Dealers Go Sailing, Sale-ing on a Floating Art Gallery - Yazzy's at www.williamverdult.com
Sunday, September 6, 2009 at 10:00AM
Click to learn more about this paintingWith a full head of hair, a toothsome smile, and the lack of a menacing eye patch, David Lester does not look at all like a villain out of a James Bond movie.
True, he does own a yacht, a $40 million pleasure craft that would beggar the Disco Volante, the superyacht used for evil by the one-eyed Emilio Largo in the 1965 Bond film “Thunderball.”
At three quarters the length of a football field and six stories in height, Mr. Lester’s yacht represents the summit of his ambition, not as a Napoleon of Crime, but as an impresario of art.
The boat, named SeaFair, resembles an enormous white porpoise. It will be moored at Chelsea Piers in Manhattan until Sunday. The city is its latest port of call after earlier stops in Greenwich, Conn., and Oyster Bay, on Long Island. Its last stop this year will be in Miami Beach on Nov. 30.
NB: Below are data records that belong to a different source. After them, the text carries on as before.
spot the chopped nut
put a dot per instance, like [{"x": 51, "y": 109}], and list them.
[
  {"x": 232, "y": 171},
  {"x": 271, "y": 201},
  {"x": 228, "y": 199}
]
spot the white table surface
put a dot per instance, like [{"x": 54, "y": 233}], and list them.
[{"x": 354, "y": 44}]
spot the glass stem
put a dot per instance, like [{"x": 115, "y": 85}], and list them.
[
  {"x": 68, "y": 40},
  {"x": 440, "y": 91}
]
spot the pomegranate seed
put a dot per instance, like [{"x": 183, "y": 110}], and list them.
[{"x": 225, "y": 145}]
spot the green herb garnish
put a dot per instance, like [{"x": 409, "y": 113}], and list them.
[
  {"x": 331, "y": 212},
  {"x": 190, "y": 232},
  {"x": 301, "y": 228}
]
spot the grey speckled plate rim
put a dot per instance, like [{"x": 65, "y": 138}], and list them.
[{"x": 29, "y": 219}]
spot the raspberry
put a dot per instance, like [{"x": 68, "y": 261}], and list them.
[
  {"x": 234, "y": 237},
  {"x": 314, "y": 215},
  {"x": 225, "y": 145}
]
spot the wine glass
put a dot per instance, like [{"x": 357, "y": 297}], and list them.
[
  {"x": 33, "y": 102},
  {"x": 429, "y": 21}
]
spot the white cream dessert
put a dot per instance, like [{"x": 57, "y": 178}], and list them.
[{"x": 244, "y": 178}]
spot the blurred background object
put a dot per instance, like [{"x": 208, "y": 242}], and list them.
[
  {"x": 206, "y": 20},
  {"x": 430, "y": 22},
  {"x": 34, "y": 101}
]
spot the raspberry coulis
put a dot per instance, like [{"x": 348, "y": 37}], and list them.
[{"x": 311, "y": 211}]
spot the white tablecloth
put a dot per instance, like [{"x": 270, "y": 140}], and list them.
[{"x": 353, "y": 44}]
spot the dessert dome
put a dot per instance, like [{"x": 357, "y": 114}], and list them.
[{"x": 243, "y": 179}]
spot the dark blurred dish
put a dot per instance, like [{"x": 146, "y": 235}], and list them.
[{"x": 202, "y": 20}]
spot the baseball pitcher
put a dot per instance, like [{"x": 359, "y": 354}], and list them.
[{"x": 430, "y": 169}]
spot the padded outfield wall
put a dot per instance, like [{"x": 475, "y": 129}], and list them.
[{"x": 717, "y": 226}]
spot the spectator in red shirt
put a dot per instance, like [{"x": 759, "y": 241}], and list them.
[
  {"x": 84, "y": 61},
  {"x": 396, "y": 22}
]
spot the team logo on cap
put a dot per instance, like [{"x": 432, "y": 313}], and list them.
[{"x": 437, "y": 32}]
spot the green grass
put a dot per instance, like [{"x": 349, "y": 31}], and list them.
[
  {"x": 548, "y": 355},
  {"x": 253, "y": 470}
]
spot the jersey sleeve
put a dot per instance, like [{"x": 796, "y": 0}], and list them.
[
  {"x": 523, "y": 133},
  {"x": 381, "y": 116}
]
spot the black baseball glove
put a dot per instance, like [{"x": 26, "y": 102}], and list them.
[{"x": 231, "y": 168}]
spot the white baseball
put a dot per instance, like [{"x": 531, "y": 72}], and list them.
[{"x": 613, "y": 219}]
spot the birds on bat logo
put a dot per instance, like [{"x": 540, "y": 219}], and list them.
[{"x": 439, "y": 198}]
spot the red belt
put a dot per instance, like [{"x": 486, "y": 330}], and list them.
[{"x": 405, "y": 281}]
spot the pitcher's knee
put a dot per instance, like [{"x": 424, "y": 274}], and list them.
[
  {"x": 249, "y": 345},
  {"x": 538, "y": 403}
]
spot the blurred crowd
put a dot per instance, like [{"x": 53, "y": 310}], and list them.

Inside the SeaFair there are carpets, tapestries, pre-Columbian figurines, rare porcelain bowls and diamond jewelry. There are also a Gilbert Stuart portrait of George Washington circa 1795 and paintings by Winslow Homer, Jackson Pollock and Mary Cassatt. A first-edition copy of Ian Fleming’s “Dr. No” is also on display.
All of it is for sale to the great washed public, or at least that gilded segment who merit an invitation from Mr. Lester or the art dealers on Mr. Lester’s yacht.
Those invited, or their guests, can afford to pay more than $4,000 for that first-edition Ian Fleming or $3 million for that George Washington portrait.
“It’s a moving exhibition space for fine art and antiques, O.K.?” said Mr. Lester, 63. Along with his wife, Lee Ann, Mr. Lester has been a longtime organizer of art shows in Florida, where he lives, and around the world.
Mr. Lester’s art boat is “stylish and brilliant,” said Michael Goedhuis, a dealer in Asian art with offices in New York and London who is an exhibitor on the boat. “You can now bring the best art to the richest people, to put it very crudely.”
And the clientele appreciates the marketing flourish despite some initial reservations about Chelsea Piers, a sprawling redoubt of recreational sports and toddler birthday parties, and the boat itself.
“When I saw it from the pier, I thought, uh oh,” said Bob Wittekind, 73, referring to the yacht, to which he was invited. A retired chemical industry executive from Fairfield, Conn., he was accompanied by his wife and daughter.
“This might not be the quality of exhibit we might have expected,” he said. “It’s at Chelsea Piers and the boat looks like, um, like ...” Mr. Wittekind added, waving both hands. A cruise ship? “Right,” he said. “But when I started off on the lower deck, I was pleasantly surprised.”
Getting the right client up the gangplank is the biggest hurdle, dealers say. Peter Mitchell, a dealer of European paintings in London, recently sold a painting displayed on the ship to a Connecticut woman for more than $1 million by first lending it to her.
“Any gallery is artificial,” Mr. Mitchell said, gesturing around his exhibition space on the art boat. “Paintings were painted to go in homes. We can bring the picture to your home this afternoon, hang it and then you can have a look at it yourself.”